Haddon Robinson remarks, “When I think of this story, I think ‘What a coach!’  And then I think about all the big mistakes I’ve made in life and how God is willing to forgive me and let me try again.  I take the ball and run in the wrong direction.  I stumble and fall and am so ashamed of myself that I never want to show my face again.  But God comes to me in the person of his son Jesus Christ, and he says, ‘Get up and go on back; the game is only half over.’  That is the gospel of the second chance.  Of the third chance.  Of the hundredth chance.  And when I think of that, I have to say, ‘What a God!’”

Though humanity’s sin had corrupted God’s good creation, God’s goodness was not to be deterred.  God arranged for a new beginning by reaching out to a particular person named Abram, with the expressed purpose of blessing the whole world through Abram and his descendants.  When God reached out to Abram in Genesis 12:1-3, God said to Abram, “I will bless you, and make your name great, so that you will be a blessing… and in you all the families of the earth shall be blessed.” 

As God did with Abram, God’s intent is to pour his goodness into us so that God’s goodness can seep out of us to others.  Therefore, our purpose in life is to take in God’s goodness and share God’s goodness with others.

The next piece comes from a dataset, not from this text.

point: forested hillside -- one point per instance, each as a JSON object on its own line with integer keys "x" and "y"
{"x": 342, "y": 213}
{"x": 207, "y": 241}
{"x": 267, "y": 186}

In Wellsprings of Wisdom, Ralph L. Woods writes, “An ambitious farmer, unhappy about the yield of his crops, heard of a highly recommended new seed corn.  He bought some and produced a crop that was so abundant his astonished neighbors asked him to sell them a portion of the new seed.  But the farmer, afraid that he would lose a profitable competitive advantage, refused.  The second year, the new crop did not produce as good a crop, and when the third-year crop was still worse, it dawned upon the farmer that his prize corn was being pollinated by the inferior grade corn from his neighbors’ fields.”  If he had taken to heart that he had been blessed to be a blessing to others, everyone’s crops would have excelled.  But when he refused to be a blessing to others, everyone’s crops suffered.

As God revealed to Abram, and as God revealed through Abram, we are blessed by God and we are to be a blessing to others.